To understand how these models function, we must examine their lifecycle across the web stack.

### 5.1 The Repository Layer (`decnet/web/db/sqlmodel_repo.py`)
The repository is the primary consumer of the "Entities." It utilizes the metadata generated by SQLModel to:
1.  **Generate DDL**: On startup, the repository calls `SQLModel.metadata.create_all()`. This takes every `table=True` class and translates it into `CREATE TABLE` statements tailored to the active engine (SQLite or MySQL).
2.  **Translate DTOs**: When the repository fetches an `Attacker` from the DB, SQLModel automatically populates the Pydantic-style attributes, allowing the repository to return objects that are immediately serializeable by the routers.

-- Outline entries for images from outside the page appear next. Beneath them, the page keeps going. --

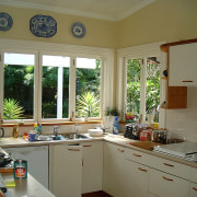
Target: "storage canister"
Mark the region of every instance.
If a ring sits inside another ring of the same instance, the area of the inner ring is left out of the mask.
[[[14,178],[26,178],[27,177],[27,161],[15,160],[14,161]]]

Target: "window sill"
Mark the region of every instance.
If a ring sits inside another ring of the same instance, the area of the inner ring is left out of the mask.
[[[40,123],[42,126],[54,126],[54,125],[85,125],[85,124],[101,124],[102,120],[89,120],[89,121],[61,121],[61,123]],[[15,124],[1,124],[1,127],[13,127]],[[20,127],[33,127],[34,123],[19,124]]]

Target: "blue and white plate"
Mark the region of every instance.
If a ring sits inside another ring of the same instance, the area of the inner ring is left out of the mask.
[[[10,14],[0,12],[0,31],[9,31],[13,25],[13,20]]]
[[[57,22],[49,15],[34,15],[30,30],[37,37],[53,37],[57,33]]]
[[[71,32],[74,37],[82,38],[86,33],[86,28],[82,23],[76,22],[71,26]]]

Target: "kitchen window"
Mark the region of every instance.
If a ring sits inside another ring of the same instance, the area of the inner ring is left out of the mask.
[[[160,50],[161,43],[118,49],[117,51],[117,106],[134,113],[136,120],[147,123],[148,114],[161,128],[165,127],[165,111],[160,107],[165,101],[166,81],[161,79],[166,68],[166,55]],[[121,96],[120,96],[121,95]]]
[[[111,49],[4,39],[0,49],[0,114],[5,105],[16,114],[4,123],[101,119],[113,105]]]
[[[157,57],[128,59],[126,113],[139,119],[141,115],[152,115],[159,121],[160,107],[160,62]],[[146,118],[147,119],[147,118]]]

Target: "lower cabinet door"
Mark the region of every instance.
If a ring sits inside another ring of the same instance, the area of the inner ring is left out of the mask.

### 5.2 The Dashboard Routers
Specific endpoints rely on these models for boundary safety:

*   **`api_deploy_deckies.py`**: Uses `DeployIniRequest`. This ensures that even if a user tries to POST a massive binary file instead of an INI, the Pydantic layer (powered by `decnet.models.validate_ini_string`) will intercept and reject the request with a `422 Unprocessable Entity` error before it reaches the orchestrator.
*   **`api_get_stats.py`**: Uses `StatsResponse`. This model serves as a "rollup" that aggregates data from the `Log`, `Attacker`, and `State` tables into a single unified JSON object for the dashboard's "At a Glance" view.
*   **`api_get_health.py`**: Uses `HealthResponse`. This model provides a nested view of the system, where each sub-component (Engine, Collector, DB) is represented as a `ComponentHealth` object, allowing the UI to show granular "Success" or "Failure" states.

---

## 6. Futureproofing & Guidelines

As the project grows, the following habits must be maintained:

1.  **Keep the Row Narrow**: Always separate behavioral data that updates frequently into auxiliary tables like `AttackerBehavior`.
2.  **Use Variants**: Never use standard `String` or `Text` for JSON blobs; always use `_BIG_TEXT` to respect MySQL's storage limitations.
3.  **Validate at the Boundary**: Ensure every new API request model uses Pydantic's strict typing to prevent malicious payloads from reaching the database layer.